Riceviamo e volentieri pubblichiamo:

DIOSSINE E INCENERITORI

Smaltimento dei rifiuti nell’ottica scientifica della chimica dell’ambiente

Si è tenuto il 3 luglio 1998 a Milano un incontro con l’accattivante e divertente Prof. Paul Connet, docente di chimica generale e dell’ambiente alla St. Lawrence University USA e consulente del W.W.I., organizzato da W.W.F., Legambiente, Vas (verdi ambiente e società) E Camera del Lavoro di Milano. Riporto i passi salienti del suo intervento, molto spesso mimato per rendere immediata la comprensione del concetto, prima ancora di essere tradotto letteralmente, in quanto parlava in americano.

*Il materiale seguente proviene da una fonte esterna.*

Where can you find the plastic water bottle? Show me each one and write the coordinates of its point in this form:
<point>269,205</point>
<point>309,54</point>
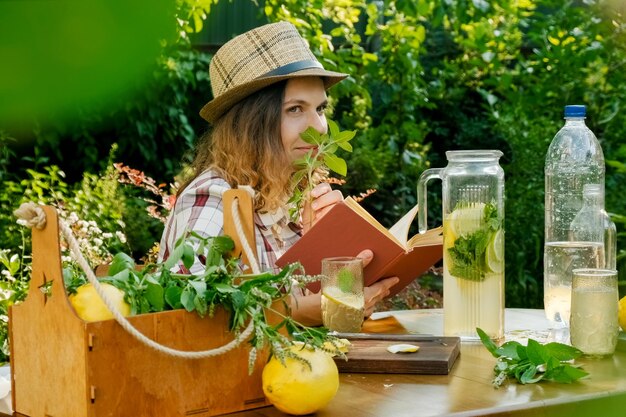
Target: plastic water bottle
<point>574,159</point>
<point>593,224</point>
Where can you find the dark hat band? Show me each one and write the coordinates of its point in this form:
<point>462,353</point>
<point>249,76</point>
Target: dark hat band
<point>292,67</point>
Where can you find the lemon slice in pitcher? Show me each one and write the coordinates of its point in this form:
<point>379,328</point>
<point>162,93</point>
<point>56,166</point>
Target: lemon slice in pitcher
<point>467,220</point>
<point>494,255</point>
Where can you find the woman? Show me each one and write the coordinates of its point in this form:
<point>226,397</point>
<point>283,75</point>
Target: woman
<point>268,88</point>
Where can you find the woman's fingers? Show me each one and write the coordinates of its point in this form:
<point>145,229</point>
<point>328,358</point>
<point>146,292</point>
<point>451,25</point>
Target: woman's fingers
<point>376,292</point>
<point>324,198</point>
<point>367,256</point>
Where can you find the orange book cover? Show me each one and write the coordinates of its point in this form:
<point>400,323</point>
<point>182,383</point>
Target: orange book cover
<point>348,228</point>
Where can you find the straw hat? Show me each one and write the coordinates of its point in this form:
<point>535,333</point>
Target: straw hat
<point>256,59</point>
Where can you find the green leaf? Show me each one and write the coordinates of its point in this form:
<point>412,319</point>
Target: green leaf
<point>200,305</point>
<point>345,146</point>
<point>537,353</point>
<point>333,128</point>
<point>187,299</point>
<point>199,287</point>
<point>155,295</point>
<point>311,136</point>
<point>336,164</point>
<point>173,296</point>
<point>527,377</point>
<point>345,136</point>
<point>188,256</point>
<point>174,257</point>
<point>510,350</point>
<point>224,288</point>
<point>120,262</point>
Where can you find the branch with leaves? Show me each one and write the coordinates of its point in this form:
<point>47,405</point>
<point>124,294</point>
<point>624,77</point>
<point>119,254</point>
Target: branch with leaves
<point>154,288</point>
<point>534,362</point>
<point>313,167</point>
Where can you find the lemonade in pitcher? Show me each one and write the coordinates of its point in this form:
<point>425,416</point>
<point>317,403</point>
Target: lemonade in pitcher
<point>473,271</point>
<point>473,239</point>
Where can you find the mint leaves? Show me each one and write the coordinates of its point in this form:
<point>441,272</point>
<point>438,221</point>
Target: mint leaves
<point>473,253</point>
<point>534,362</point>
<point>304,179</point>
<point>345,280</point>
<point>221,284</point>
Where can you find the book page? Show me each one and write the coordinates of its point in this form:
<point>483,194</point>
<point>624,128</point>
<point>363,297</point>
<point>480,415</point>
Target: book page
<point>430,237</point>
<point>401,229</point>
<point>350,202</point>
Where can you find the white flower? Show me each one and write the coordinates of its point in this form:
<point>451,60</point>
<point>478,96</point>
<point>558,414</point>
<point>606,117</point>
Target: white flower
<point>121,236</point>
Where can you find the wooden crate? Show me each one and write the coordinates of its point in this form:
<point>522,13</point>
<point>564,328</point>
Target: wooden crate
<point>63,366</point>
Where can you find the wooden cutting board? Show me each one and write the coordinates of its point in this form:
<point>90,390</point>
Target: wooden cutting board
<point>368,354</point>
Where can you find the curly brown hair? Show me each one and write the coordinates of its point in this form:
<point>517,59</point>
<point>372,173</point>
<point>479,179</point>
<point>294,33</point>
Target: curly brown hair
<point>245,148</point>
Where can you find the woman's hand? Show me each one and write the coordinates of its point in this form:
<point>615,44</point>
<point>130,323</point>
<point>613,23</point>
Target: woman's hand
<point>323,199</point>
<point>375,292</point>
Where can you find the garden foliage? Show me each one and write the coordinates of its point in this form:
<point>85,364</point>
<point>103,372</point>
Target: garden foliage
<point>426,76</point>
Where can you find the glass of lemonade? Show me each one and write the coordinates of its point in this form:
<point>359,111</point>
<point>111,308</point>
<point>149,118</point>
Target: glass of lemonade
<point>561,259</point>
<point>594,326</point>
<point>343,303</point>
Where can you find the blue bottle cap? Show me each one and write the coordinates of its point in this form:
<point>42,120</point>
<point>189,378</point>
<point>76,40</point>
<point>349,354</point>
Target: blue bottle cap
<point>577,110</point>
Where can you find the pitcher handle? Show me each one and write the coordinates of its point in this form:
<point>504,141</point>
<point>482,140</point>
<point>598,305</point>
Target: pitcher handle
<point>422,215</point>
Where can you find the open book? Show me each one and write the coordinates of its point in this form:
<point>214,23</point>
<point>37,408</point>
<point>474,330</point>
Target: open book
<point>348,228</point>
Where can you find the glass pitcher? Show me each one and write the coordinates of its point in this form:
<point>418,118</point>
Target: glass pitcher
<point>473,241</point>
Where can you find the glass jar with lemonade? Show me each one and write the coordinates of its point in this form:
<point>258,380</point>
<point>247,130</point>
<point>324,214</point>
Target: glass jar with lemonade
<point>473,240</point>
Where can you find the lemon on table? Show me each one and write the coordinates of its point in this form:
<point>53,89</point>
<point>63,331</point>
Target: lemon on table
<point>295,388</point>
<point>622,313</point>
<point>90,307</point>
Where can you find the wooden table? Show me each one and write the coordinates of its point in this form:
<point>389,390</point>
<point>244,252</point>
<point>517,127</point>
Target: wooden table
<point>467,390</point>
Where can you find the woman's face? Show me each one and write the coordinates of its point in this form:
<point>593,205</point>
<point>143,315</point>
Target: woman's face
<point>304,105</point>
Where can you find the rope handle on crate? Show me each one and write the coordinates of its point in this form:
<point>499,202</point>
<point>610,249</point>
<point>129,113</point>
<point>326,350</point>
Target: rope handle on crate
<point>32,215</point>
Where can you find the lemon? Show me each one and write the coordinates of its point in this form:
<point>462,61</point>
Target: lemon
<point>467,220</point>
<point>342,312</point>
<point>342,345</point>
<point>90,307</point>
<point>295,388</point>
<point>495,255</point>
<point>622,313</point>
<point>449,237</point>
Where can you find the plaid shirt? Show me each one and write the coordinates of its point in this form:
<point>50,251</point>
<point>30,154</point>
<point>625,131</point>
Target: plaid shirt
<point>200,209</point>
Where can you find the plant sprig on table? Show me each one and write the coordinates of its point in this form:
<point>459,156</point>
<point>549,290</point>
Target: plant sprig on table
<point>316,161</point>
<point>246,297</point>
<point>534,362</point>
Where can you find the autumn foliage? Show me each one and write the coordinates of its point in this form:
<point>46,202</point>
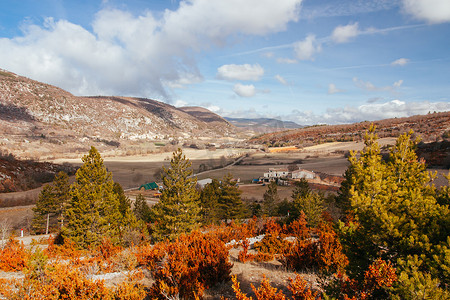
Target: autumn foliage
<point>13,257</point>
<point>298,287</point>
<point>187,266</point>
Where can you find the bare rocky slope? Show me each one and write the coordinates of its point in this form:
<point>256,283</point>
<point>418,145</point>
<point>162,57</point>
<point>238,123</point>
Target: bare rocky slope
<point>431,127</point>
<point>38,120</point>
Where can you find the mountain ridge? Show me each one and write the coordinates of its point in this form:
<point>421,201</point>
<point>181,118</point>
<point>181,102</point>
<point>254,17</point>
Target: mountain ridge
<point>38,116</point>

Le DIOSSINE sono un gruppo di sostanze chimiche (solo una delle sostanze chimiche) che producono disfunzioni ormonali nell’uomo e negli animali. Una volta assunte nell’organismo sono capaci di portare messaggi e di perdurare nell’organismo, dimezzandosi, in 7 anni.

Dosi elevate penetrano, non solo nel corpo dei bambini piccoli, ma anche nelle uova di uccelli, pesci ed insetti. In GB individui maschi di un certo pesce stanno sviluppando caratteristiche femminili senza alcuna spiegazione. Molti sono gli PRODOTTI CHIMICI rilasciati dall’uomo nell’ambiente che possiedono POTENZIALMENTE CAPACITA’ DI INTERFERIRE CON I SISTEMI ENDOCRINI ANIMALI, INCLUSO L’UOMO.

 

Nel USA       TUMORE AL SENO       ALLA PROSTATA         AI TESTICOLI

Anno 1940        1 su  9

Anno 1990        1 su 16            raddoppiato           triplicato

 

La % di spermatozoi nel liquido seminale è diminuito del 50% in paesi industrializzati come Scozia, Danimarca, Francia, Belgio.

I prodotti chimici che usiamo hanno tre grossi difetti:

1)      sono iposolubili ossia entrano nel grasso dell’organismo;

2)      sono altamente persistenti;

3)      posseggono la formula sbagliata, cioè si combinano  perfettamente con un ricettore creando il segnale per l’avvio di un certo processo di regolazione.

 

Una di queste sostanze, che ha la “formula sbagliata”, è la diossina prodotta in grande quantità a Seveso il 10.7.1976 la 2,3,7,8 TCDD. Un anno dopo in Olanda fu fatto uno studio che provava che la stessa famiglia di composti di Seveso poteva essere prodotta anche negli inceneritori di rifiuti. Ogni anno s’immette nell’ambiente, attraverso l’incenerimento, molta più diossina di quella che è uscita a Seveso.

La differenza è che mentre un inceneritore sbarazza queste sostanze attraverso il camino diffondendole nell’ambiente esistono meccanismi biologici che fanno concentrare la diossina nel nostro cibo, che rappresenta in media, la fonte principale di diossina.

 

DIOSSINE da un punto di vista chimico:

Se si uniscono 2 molecole di Benzene C6H6 (6 atomi di carbonio in un esagono e un atomo di idrogeno in ogni angolo), si ottiene il BIFENILE. Sostituendo alcuni atomi di idrogeno con altrettanti di cloro si ottiene una FAMIGLIA DI COMPOSTI chiamati PCB. Se infine viene inserito un atomo di Ossigeno nello spazio vuoto esistente tra due anelli otteniamo una famiglia di 135 diversi composti chiamati FURANI. Se invece mettiamo due atomi di Ossigeno avremo una famiglia di 75 composti chiamati DIOSSINE. In totale si avranno 210 composti, di cui 17 ultratossici, che compaiono quando si brucia qualunque cosa contenga cloro (incenerimento di rifiuti urbani, ospedalieri o tossici)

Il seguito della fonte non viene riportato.